The board of education is expected to appoint him at a meeting at 5:30 p.m.

"He's somebody who has a track record in urban education and has cut his teeth in the reform movement," said Perez. "He understands there is no excuse [for low performance] and that the expectations for our kids should be the same as for anybody in America."

Hartford's schools have undergone a turbulent year, with Perez taking over as school board chairman last December and Superintendent of Schools Robert Henry announcing two months later that he would resign at the end of the school year. Jacqueline Jacoby, a former Glastonbury superintendent, has been interim superintendent since June.

Last month, when the state released results of last spring's annual Connecticut Mastery Test, Hartford was at or near the bottom of the list in reading, writing and mathematics in every grade tested. The test was given to third- through eighth-graders in school districts serving all of the state's 169 cities and towns.

"None of this is easy work," Adamowski said, "but clearly ... in a system of 24,000 students the issues are more manageable than in a larger city."

He cited the school system's budget - about $2,500 per pupil above the state average - as an advantage. "In my view, this is not a system that is under-resourced," he said.

In Cincinnati schools, a district about 11/2 times the size of Hartford's, Adamowski was credited with redesigning and decentralizing the school system. He oversaw an improvement in test scores and a decline in dropout rates, and during his tenure the system was taken off Ohio's "academic emergency" list.

A profile of Adamowski in the Seattle Times - he was a candidate for superintendent in Seattle in 2003 - describes him as a no-nonsense reformer who drew praise from business leaders and others in Cincinnati. But the profile also says his aggressive style rankled some school board members and angered teachers' union officials.

He clashed with teachers over a pay-for-performance program that eventually was rejected by the union.

After Adamowski arrived in Cincinnati, he quickly polarized teachers and the school system and "turned us back to an adversarial relationship," Tom Mooney, former president of the Cincinnati Federation of Teachers, said in a telephone interview Monday.

Mooney, now president of the Ohio Federation of Teachers, said Adamowski got credit for reforms that were already underway before he arrived in Cincinnati. "I don't think there's any doubt he set back reform efforts rather than advanced them."

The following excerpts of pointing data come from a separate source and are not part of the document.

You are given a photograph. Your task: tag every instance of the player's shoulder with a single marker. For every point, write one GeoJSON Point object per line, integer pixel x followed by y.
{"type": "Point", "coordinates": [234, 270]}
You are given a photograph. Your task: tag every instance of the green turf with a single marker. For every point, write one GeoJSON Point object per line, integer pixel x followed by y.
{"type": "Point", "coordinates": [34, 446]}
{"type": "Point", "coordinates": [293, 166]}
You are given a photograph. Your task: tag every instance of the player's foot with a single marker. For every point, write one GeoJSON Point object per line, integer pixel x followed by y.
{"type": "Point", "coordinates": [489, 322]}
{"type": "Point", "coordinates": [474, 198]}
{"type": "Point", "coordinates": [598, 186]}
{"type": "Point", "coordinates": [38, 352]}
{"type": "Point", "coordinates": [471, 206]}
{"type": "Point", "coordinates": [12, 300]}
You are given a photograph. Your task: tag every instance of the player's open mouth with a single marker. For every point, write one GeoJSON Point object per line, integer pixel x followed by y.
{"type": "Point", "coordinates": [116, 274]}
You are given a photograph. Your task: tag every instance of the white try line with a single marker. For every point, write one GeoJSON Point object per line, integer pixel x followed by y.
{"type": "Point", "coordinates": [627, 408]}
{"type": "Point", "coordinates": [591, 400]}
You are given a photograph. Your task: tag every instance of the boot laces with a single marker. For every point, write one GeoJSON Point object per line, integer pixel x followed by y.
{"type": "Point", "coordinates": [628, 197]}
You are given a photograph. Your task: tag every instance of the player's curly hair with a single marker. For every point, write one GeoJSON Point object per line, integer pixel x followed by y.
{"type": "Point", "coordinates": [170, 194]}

He added, however, "I'm not assuming Hartford is going to have the same issues. I hope he's learned to work with teachers."

Adamowski said, "It's fair to say much was accomplished with the [Cincinnati] union as a partner for reforms such as a school accountability plan, peer evaluations. ... At the same time, there was a sense when I came there, the district had become a district that worked well for adults but not for students."

"I certainly would look forward to working with the union in Hartford as a collaborative partner in reform."

Cincinnati school board member John Gilligan, a former Ohio governor, called Adamowski a good administrator and described him as "several jumps ahead of the run-of-the-mill superintendents."

"I think he was very good," Gilligan said. "He obviously knows the field. If he had any shortcomings, he was not very easygoing with board members and kept his opinions to himself. ... But, you know, he got the job done. I can't fault him for the final product."

Adamowski called Hartford "a city that has a lot going for it" and said Perez was a factor in his decision to take the job. "We had great chemistry. He's someone I'd like to work with."

Perez said Adamowski "knows the challenge we have in urban education. He knows it's going to take a heroic effort on the part of parents, teachers, politicians and, most important, students."